High beta and unprofitable tech stocks were hit even harder than the broad market. These are the names that tend to move the most when sentiment shifts, and this time was no different. Volatility in this group has jumped back to levels we last saw during the tariff shock years, because investors always pull back from the highest-risk areas first.

For many of these stocks, the declines have been sharp. It’s not unusual to see individual names down 15%, 20%, or even 30% in a matter of weeks or even days.

Bitcoin has been weak. It fell below its 200-day moving average and is now more than 20% below its recent peak. Bitcoin often moves first when investors become more or less willing to take risk, so this drop suggests risk appetite has cooled.

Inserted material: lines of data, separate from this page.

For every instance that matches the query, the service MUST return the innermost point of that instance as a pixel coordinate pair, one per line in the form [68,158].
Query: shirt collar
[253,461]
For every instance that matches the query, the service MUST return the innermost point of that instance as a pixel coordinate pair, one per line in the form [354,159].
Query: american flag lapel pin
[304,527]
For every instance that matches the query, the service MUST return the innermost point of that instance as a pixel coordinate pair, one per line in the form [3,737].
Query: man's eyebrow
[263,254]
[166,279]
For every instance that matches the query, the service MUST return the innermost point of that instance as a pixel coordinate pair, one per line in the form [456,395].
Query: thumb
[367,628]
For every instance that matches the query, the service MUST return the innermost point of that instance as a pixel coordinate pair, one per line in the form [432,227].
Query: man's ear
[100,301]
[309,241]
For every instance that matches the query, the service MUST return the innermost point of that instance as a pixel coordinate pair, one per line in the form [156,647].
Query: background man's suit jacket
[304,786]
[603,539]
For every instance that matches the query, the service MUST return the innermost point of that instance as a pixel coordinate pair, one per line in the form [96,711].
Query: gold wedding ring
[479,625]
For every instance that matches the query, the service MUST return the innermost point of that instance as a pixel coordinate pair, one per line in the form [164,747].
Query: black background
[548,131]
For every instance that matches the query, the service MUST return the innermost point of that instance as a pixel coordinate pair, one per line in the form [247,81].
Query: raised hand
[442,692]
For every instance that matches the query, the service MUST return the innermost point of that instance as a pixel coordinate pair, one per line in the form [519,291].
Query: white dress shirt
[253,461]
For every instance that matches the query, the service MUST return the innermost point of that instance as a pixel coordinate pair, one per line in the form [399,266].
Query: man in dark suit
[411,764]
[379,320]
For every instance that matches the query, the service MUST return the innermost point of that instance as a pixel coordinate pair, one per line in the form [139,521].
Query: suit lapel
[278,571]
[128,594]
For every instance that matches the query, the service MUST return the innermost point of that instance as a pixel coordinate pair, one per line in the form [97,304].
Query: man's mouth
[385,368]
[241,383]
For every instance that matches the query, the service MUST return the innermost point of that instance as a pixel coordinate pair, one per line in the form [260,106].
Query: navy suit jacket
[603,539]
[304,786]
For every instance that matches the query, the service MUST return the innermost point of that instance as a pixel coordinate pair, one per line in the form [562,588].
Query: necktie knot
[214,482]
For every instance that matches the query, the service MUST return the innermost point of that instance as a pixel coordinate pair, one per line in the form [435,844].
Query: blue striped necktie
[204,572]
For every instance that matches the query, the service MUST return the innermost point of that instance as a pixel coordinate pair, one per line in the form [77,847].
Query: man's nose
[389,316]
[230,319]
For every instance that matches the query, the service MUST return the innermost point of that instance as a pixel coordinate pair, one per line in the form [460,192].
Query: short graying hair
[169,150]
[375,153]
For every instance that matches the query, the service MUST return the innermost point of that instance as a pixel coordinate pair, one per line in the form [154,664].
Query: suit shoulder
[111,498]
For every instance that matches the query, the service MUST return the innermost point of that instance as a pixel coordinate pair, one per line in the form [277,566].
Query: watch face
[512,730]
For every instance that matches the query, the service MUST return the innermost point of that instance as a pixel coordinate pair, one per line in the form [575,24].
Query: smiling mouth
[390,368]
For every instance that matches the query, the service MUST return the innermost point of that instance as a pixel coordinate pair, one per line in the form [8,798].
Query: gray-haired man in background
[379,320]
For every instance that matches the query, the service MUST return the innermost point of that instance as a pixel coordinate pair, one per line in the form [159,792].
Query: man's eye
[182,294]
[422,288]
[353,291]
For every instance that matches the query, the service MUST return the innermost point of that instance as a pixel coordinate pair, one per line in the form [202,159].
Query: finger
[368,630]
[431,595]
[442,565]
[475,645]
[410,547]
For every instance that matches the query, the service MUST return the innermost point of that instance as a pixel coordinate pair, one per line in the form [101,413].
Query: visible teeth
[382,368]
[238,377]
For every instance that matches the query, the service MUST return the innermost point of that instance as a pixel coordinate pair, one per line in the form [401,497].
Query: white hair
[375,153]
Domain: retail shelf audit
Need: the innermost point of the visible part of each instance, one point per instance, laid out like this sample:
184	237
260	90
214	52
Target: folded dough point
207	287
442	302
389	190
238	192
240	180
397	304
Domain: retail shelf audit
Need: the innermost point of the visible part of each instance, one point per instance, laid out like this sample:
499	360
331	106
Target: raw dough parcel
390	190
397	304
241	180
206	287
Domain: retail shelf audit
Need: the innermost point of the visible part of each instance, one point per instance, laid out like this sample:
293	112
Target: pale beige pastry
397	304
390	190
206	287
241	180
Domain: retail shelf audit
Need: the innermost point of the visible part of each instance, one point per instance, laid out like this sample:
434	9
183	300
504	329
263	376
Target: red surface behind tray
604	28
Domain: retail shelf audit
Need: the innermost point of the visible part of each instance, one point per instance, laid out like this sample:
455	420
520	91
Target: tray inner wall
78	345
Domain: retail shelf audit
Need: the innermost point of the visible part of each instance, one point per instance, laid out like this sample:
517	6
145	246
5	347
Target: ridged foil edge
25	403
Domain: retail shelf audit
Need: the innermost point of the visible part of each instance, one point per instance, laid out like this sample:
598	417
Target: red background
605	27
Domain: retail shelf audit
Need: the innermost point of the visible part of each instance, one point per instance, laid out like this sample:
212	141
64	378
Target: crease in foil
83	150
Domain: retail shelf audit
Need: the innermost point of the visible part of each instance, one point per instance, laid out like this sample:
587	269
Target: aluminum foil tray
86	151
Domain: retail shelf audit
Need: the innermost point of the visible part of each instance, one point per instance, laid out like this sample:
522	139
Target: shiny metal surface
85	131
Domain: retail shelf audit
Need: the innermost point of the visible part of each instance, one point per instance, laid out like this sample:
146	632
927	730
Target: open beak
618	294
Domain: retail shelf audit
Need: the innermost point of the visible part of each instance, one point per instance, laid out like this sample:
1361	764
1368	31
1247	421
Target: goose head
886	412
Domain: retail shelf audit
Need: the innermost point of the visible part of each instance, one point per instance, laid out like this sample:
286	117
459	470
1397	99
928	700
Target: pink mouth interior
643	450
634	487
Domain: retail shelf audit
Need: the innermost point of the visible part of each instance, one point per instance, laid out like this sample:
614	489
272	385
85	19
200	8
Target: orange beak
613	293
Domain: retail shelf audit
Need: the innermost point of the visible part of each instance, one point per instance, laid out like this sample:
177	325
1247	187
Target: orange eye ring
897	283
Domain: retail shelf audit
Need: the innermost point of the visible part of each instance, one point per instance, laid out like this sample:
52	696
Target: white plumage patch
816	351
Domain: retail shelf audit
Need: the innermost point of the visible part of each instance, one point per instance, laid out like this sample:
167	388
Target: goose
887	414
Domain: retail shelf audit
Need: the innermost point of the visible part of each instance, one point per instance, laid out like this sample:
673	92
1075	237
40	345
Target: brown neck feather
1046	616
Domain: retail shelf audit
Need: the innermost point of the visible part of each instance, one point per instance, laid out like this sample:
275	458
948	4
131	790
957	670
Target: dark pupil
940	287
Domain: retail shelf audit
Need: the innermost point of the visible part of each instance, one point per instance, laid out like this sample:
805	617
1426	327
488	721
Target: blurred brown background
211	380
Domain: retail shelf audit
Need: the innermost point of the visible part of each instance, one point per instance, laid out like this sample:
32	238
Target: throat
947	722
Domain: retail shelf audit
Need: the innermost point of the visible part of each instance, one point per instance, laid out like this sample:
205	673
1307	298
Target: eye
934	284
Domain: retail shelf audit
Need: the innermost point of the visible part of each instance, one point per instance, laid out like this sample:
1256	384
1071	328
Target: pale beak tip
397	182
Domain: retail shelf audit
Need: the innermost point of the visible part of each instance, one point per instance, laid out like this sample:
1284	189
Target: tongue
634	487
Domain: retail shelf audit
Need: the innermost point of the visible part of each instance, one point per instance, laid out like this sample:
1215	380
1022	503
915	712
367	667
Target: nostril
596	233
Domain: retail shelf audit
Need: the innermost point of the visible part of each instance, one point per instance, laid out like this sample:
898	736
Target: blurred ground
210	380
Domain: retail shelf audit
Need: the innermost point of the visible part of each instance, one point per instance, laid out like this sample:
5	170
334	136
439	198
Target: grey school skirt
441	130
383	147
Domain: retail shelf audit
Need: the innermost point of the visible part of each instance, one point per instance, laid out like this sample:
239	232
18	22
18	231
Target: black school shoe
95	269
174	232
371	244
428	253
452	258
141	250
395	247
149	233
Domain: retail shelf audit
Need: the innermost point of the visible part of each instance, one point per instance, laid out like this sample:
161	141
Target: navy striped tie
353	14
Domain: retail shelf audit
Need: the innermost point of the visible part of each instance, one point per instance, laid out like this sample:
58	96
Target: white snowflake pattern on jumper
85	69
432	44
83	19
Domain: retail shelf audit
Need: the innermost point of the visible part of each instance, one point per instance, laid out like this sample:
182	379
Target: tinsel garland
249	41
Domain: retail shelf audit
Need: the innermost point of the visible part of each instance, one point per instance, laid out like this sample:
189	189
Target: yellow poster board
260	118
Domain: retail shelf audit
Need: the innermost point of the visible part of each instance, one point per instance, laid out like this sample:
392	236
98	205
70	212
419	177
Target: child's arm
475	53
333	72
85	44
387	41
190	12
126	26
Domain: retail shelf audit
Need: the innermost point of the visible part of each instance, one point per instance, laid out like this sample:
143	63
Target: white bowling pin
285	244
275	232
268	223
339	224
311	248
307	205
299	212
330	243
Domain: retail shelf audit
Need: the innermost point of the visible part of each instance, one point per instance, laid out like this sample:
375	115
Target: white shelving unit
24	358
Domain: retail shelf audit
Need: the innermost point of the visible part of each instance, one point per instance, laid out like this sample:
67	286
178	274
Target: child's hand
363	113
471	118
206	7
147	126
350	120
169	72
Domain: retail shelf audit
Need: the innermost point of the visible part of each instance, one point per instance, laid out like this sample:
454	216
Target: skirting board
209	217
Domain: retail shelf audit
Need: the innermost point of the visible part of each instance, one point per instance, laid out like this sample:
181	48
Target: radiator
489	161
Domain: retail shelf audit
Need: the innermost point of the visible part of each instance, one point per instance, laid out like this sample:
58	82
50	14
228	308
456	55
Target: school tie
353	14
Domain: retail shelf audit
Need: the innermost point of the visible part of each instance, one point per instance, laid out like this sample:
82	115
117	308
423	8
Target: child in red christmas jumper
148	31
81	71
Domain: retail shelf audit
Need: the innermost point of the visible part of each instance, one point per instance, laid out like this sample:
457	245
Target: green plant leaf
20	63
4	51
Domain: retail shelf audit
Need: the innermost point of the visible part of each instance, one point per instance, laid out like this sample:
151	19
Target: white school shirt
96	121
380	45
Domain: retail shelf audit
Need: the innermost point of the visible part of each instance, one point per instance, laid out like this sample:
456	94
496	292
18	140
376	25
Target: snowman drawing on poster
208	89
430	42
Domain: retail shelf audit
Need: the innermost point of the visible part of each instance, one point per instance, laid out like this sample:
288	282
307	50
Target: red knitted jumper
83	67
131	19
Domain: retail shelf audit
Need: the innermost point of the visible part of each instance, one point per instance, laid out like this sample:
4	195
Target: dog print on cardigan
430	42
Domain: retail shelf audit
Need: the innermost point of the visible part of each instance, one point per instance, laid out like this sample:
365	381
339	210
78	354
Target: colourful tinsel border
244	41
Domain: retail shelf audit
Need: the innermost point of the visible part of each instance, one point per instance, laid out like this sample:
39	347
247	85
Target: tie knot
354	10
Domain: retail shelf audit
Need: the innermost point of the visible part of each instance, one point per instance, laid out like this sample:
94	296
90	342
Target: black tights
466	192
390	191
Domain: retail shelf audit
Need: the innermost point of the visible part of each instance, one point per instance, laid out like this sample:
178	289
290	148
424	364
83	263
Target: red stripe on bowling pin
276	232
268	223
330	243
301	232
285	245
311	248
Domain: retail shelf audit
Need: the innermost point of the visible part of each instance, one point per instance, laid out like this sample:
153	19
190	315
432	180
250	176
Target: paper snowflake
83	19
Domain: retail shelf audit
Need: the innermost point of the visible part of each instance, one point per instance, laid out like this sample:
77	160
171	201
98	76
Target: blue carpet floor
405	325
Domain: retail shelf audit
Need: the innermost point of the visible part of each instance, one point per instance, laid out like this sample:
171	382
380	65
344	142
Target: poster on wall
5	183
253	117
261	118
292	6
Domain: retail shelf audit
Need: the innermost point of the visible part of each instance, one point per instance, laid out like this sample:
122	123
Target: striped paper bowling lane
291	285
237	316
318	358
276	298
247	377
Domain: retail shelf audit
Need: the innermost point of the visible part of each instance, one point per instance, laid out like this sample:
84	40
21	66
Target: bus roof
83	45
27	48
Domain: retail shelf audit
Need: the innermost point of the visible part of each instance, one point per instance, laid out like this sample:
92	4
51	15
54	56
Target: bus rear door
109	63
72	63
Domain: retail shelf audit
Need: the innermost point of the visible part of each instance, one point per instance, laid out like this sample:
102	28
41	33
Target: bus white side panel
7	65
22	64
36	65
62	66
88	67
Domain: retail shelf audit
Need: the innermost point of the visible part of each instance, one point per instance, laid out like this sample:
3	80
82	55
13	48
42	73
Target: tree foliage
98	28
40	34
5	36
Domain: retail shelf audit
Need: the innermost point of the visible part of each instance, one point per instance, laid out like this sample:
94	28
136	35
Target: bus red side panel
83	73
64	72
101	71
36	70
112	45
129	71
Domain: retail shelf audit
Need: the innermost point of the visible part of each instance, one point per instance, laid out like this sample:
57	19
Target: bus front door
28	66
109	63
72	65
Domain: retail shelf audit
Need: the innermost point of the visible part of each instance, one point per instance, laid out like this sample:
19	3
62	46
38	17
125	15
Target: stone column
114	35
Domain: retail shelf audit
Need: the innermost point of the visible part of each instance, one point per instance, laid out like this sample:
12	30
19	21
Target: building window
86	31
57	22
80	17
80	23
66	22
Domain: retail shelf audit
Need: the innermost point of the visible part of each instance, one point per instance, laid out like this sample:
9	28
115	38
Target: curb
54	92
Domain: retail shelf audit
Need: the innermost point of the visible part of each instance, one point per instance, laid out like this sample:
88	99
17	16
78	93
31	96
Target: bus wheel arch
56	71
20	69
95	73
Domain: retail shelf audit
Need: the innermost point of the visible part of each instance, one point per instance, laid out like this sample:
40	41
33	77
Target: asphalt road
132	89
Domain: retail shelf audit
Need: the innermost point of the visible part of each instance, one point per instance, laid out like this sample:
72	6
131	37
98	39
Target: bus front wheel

A big part of the decline came from leverage. Crypto borrowing surged, which means a lot of traders were using debt to amplify their positions. High leverage makes the market more fragile. When prices started to fall, those positions got liquidated, which forced more selling and made the drop worse.

The S&P 500 had been above its 50-day moving average for 131 trading sessions. Streaks like that don’t last forever. On Friday, the index briefly broke below the 50-day for the first time since April. It did manage to recover by the close, finishing back above that level. Now we watch to see if this support holds. As long as we’re above there’s absolutely no reason to be bearish.


But at the same time, more individual stocks are slipping below their own short-term trends. The index has held up better than what’s happening under the surface. That’s not what you want to see. Ideally, more stocks would be participating on the upside. Right now, participation is moving the other way.

The good news is that money is starting to rotate. Tech was weak this week, but seven other sectors still went up. That means money is moving to new areas instead of leaving the market. It shows a shift in leadership, not a full market selloff.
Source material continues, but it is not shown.